18.4069 · Interpellation · 2018-09-28
Département de l'intérieur
Liquidé
Wortlaut
Aux termes de l'article 106 de l'ordonnance sur l'assurance-maladie, les personnes tenues de s'assurer qui disposent d'une autorisation de séjour valable au moins trois mois ont également droit à la réduction des primes.

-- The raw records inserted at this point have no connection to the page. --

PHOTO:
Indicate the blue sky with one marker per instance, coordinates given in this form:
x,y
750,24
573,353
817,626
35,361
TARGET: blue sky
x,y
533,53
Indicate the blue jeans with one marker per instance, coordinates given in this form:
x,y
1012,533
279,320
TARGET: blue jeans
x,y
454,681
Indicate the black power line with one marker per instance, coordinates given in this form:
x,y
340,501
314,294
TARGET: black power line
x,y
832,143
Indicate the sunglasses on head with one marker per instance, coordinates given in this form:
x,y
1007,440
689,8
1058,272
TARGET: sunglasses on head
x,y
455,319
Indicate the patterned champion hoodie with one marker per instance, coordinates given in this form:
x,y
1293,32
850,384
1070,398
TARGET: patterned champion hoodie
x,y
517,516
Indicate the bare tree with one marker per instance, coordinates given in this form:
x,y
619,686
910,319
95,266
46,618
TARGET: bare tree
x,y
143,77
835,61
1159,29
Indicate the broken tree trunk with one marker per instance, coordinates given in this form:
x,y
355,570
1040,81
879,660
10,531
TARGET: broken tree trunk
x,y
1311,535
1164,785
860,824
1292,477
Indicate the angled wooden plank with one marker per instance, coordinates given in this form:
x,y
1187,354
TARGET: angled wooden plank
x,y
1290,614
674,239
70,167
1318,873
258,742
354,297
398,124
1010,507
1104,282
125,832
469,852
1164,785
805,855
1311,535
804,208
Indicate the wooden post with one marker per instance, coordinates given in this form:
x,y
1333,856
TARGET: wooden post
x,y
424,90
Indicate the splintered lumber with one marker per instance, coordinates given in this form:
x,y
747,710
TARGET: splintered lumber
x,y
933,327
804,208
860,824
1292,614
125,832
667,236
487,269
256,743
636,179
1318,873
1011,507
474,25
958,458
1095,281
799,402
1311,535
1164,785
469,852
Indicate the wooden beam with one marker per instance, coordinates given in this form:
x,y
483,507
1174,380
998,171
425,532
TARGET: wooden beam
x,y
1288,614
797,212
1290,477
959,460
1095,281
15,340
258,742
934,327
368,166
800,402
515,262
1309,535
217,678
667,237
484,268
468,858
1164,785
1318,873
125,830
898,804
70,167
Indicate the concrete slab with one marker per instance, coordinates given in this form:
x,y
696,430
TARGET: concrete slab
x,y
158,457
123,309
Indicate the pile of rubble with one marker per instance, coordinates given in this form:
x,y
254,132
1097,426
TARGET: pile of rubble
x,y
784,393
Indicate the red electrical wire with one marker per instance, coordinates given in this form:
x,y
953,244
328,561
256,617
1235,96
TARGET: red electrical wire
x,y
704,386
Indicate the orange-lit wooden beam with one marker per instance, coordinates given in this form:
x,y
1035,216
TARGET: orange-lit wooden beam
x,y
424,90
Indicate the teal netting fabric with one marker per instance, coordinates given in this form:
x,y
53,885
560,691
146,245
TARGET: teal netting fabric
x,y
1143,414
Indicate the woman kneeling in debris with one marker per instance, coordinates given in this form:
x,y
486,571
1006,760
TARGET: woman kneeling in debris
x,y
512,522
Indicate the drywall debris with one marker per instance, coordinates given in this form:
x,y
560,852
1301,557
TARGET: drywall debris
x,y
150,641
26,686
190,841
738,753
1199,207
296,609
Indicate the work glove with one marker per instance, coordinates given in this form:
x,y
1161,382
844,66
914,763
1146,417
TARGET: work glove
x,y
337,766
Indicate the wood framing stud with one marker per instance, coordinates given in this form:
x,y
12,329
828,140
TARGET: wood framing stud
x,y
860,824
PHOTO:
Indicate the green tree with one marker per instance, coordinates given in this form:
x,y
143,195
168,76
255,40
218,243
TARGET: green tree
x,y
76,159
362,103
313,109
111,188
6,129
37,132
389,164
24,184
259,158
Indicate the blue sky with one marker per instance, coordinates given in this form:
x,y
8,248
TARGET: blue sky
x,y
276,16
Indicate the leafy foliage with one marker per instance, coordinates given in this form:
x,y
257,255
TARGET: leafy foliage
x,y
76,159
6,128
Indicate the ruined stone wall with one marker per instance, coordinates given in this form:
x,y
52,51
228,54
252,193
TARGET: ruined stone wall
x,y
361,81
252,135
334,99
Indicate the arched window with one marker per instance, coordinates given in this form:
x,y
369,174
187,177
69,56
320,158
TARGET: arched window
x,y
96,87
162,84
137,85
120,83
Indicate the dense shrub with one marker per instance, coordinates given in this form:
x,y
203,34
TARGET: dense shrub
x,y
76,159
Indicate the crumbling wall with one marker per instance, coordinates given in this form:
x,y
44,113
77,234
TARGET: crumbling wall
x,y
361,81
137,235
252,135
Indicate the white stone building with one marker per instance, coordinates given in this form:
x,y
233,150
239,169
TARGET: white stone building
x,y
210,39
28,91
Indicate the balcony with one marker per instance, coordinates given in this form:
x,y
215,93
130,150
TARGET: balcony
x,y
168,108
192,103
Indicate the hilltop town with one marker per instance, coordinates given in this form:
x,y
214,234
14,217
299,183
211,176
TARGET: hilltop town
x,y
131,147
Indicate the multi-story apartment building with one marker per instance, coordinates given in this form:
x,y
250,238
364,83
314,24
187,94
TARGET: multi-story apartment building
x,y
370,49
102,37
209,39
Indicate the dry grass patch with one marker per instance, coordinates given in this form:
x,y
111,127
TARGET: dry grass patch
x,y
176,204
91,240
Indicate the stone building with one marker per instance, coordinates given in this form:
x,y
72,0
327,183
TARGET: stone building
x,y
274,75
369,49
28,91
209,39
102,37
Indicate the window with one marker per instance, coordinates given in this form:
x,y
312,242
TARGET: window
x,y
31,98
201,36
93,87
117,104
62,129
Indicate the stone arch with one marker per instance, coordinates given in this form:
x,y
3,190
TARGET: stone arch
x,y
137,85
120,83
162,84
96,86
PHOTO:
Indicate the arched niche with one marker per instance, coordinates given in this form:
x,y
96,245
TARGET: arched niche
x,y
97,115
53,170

1. Le Conseil fédéral convient-il que cette réglementation crée de lourdes contraintes bureaucratiques, principalement pour les cantons, sans apporter un bénéfice équivalent sur le plan de la politique sociale ?
2. Ne juge-t-il pas problématique que des réductions de primes soient versées à des personnes (permis L et G) qui, en grande majorité, n'habitent pas en Suisse et qui profitent donc très largement d'un coût de la vie moins élevé à l'étranger ?
3. De quelle marge de manoeuvre disposent les cantons pour restreindre les conditions donnant droit à la réduction des primes ?
Begründung
Dans les secteurs économiques comptant de nombreux titulaires d'une autorisation de séjour de courte durée (tourisme, agriculture, bâtiment, etc.), le salaire versé est relativement bas, parce que les employés sont le plus souvent nourris et logés à des conditions très avantageuses. Par ailleurs, leur domicile principal est à l'étranger et ils ne viennent en Suisse que de manière saisonnière. Or, comme la grande majorité d'entre eux ne vivent pas en Suisse, ils profitent très largement du coût de la vie (nettement) inférieur dans leur pays. On peut dès lors se demander pourquoi l'instrument de la réduction des primes bénéficie à des titulaires d'une autorisation de séjour de courte durée qui ne sont pas vraiment dans une situation économique modeste, d'autant que la réglementation en vigueur entraîne une lourde charge bureaucratique.
Stellungnahme des Bundesrates
1. Les personnes titulaires d'une autorisation de séjour de courte durée qui s'affilient à l'assurance-maladie suisse paient des primes suisses. En vertu du principe d'égalité de traitement, rien ne justifie d'exclure cette catégorie d'assurés des réductions de primes. Selon l'Accord sur la libre circulation des personnes (ALCP), les travailleurs étrangers bénéficient des mêmes avantages sociaux que les travailleurs suisses.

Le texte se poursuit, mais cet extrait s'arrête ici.